Moolenaar’s amendmentproposes that direct selling does not require selling products primarily to people who are not distributors‘.

That is to say an MLM company could generate 100% of sales revenue from recruited affiliates and ignore retail sales altogether.

This is problematic for what should be obvious reasons. Pyramid schemes and Ponzi schemes that utilize pyramid recruitment, by design have little to no retail activity taking place.

There is no distinction between a pyramid scheme and an MLM company without retail sales taking place and generating commissionable revenue.

In an attempt to justify their support of the Moolenaar amendment, DSA President Jospeh Mariano framed his response as a defense of the MLM industry as a whole.

“Direct selling is no pyramid scheme” writes Mariano, who then proceeds to sell you on why the US needs to legalize pyramid schemes.

Everyone who engages in or is considering engaging in direct selling, be they consumer or business builder, needs better protection from the reputational and financial harm caused by pyramid schemes that masquerade as legitimate businesses.

An amendment proposed by Rep. John Moolenaar (R-MI) to the FY 2018 Financial Services and General Government Appropriations bill, July 13, would define a pyramid scheme under federal statute for the first time and make clear that direct sellers buying products for their own personal use is a legitimate business practice.

Everyone wants pyramid schemes prosecuted to the fullest extent of the law, but nowhere in federal statute is it clear to consumers or anyone else what constitutes a scheme.

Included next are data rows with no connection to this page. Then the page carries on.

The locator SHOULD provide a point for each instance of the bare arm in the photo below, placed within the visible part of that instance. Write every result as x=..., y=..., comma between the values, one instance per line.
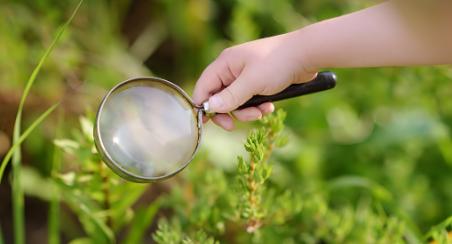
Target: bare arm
x=393, y=33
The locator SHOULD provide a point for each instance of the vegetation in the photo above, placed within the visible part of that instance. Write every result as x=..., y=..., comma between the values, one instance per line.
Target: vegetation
x=368, y=162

I don’t know where Mariano has been, but the FTC’s busts of Vemma and Herbalife defined what a pyramid scheme is just fine.

No retail sales? You’re running a pyramid scheme. It’s that simple.

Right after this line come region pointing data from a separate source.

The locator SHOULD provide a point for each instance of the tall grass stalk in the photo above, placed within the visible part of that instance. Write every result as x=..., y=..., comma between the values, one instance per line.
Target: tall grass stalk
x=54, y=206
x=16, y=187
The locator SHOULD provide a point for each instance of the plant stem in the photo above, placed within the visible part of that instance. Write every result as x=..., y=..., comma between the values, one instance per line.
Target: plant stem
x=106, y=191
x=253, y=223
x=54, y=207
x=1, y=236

Perhaps not so coincidentally, both Herbalife and Vemma are DSA members.

Here we go…

While the bulk of Mariano’s justification wastes your time with a general defense of the MLM industry nobody asked for, the real problem for the DSA is they’re aware most of their member companies don’t generate significant retail sales activity.

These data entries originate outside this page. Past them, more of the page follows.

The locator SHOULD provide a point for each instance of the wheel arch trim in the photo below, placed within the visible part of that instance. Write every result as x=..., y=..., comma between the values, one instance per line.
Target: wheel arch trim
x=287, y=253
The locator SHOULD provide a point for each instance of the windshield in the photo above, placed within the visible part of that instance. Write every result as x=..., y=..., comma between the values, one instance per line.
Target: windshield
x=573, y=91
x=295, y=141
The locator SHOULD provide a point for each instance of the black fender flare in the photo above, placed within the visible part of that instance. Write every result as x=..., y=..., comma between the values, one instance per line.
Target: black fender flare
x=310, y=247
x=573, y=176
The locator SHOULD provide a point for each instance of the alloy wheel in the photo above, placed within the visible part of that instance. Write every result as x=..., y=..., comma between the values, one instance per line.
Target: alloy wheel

I can’t support this claim with evidence, as no MLM company I’m aware of publishes retail sales volume data (funny that).

But Vemma and Herbalife were not small companies, and if they permitted to retain DSA membership and operate as pyramid schemes – it follows that regulatory investigation into other DSA member companies would lead to enforcement actions.

And so, instead of acknowledging some of their members are running pyramid schemes, the DSA, company membership fees in hand and politicians by their side, are now lobbying to legalize the pyramid scheme business model.

Make no mistake, having to ignore a lack of retail sales would have thwarted regulation of Zeek Rewards ($850 million dollar Ponzi scheme), TelexFree ($3 billion dollar Ponzi scheme), Vemma ($200 million dollar pyramid scheme) and Herbalife (billion dollar company fined $200 million for being a pyramid scheme).

With potentially billions of dollars in losses by the general public at stake, the Moolenaar Amendment cannot stand.

As someone who covers the MLM industry day in and day out, without doubt the biggest threat the industry faces is the emergence of cryptocurrency scams utilizing MLM business models.

Probably 70% of new MLM companies I review these days are in the cryptocurrency niche or utilize cryptocurrency as a method of payment. Yet you wont find anything about cryptocurrency scams on the DSA’s website or in their lobbying efforts.

Not a peep. They’re far too busy trying to legalize pyramid schemes through sneaky dead of the night amendments.

Just imagine, MLM companies operating with little to no retail sales activity with full impunity from the law.

That’s a disgraceful enough proposal on its own. That the Direct Selling Association is advocating it?

How about the DSA stop representing the interests of dodgy company owners paying their bills and try representing the best interests of the industry for a change?

And if that’s not sustainable, maybe it’s time to do away with the DSA altogether.

I’ve been writing about the MLM industry for over seven years. During that time I don’t recall even one instance the DSA has had a meaningful impact worth covering.